Science or spirituality?

But Robin got some pushback. She was told to pick a lane, either science or natural methods, essentially. But she opted for both/and. As Jane Goodall wrote about Braiding Sweetgrass:  “Robin Wall Kimmerer has written an extraordinary book, showing how the factual, objective approach of science can be enriched by the ancient knowledge of the indigenous people. It is the way she captures beauty that I love the most—the images of giant cedars and wild strawberries, a forest in the rain, and the meadow of fragrant sweetgrass will stay with you long after you read the last page.” 

One of Elaine Garrett’s slides described The Sacred and the Superfund about Nanabozho’s twin, who is “committed to imbalance. He had learned the interplay of creation and destruction and rocked it like a boat on a choppy sea to keep people out of balance. He found the arrogance of power could be used to unleash unlimited growth, an unrestrained cancerous sort of creation that would lead to destruction.” The sacred Onondaga Lake is one of nine polluted Superfund sites in the Syracuse area.

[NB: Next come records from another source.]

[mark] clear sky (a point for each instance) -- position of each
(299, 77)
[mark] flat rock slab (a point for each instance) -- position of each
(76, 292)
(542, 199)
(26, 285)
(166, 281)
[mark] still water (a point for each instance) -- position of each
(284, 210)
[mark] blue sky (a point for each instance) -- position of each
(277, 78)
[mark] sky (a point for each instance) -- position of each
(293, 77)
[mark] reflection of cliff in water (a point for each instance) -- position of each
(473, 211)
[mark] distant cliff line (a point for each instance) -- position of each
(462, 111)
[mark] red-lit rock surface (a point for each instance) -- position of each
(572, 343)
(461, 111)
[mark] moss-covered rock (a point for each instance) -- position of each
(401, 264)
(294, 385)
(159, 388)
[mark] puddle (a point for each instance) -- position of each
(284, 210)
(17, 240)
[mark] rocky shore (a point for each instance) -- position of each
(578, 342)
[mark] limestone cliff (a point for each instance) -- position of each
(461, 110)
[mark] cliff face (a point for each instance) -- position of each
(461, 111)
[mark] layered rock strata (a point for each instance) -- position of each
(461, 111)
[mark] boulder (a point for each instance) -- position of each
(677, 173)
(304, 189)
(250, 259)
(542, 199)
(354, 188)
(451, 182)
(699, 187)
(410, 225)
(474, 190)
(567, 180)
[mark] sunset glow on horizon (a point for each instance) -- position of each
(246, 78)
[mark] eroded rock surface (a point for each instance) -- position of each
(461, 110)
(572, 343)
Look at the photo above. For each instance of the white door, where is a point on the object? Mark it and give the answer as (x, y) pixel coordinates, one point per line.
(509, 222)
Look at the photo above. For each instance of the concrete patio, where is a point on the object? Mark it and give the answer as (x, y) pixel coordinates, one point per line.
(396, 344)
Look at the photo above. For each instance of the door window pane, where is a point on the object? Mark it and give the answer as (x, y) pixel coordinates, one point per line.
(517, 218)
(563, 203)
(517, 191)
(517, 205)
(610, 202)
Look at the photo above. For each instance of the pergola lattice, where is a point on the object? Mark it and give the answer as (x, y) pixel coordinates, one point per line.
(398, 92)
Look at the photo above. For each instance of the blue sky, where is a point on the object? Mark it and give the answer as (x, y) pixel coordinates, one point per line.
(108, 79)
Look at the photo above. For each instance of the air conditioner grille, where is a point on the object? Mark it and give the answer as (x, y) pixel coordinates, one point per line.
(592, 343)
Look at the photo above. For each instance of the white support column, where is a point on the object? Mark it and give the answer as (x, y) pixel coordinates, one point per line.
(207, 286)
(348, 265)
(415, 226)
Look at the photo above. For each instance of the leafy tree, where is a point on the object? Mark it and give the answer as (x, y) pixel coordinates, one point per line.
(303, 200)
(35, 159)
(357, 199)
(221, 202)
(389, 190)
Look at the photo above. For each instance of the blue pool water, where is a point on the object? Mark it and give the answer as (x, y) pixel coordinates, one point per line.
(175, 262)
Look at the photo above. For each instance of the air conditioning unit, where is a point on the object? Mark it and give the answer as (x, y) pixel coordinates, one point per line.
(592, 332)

Elaine said reading the book changed her tremendously, emotionally and spiritually.  Elizabeth Gilbert wrote of the book: “Robin Wall Kimmerer is a writer of rare grace. She writes about the natural world from a place of such abundant passion that one can never quite see the world in the same way after having seen it through Kimmerer’s eyes. In Braiding Sweetgrass, she takes us on a journey that is every bit as mythic as it is scientific, as sacred as it is historical, as clever as it is wise. She is a great teacher, and her words are a hymn of love to the world.”

I need to add it to my never-ending pile of books.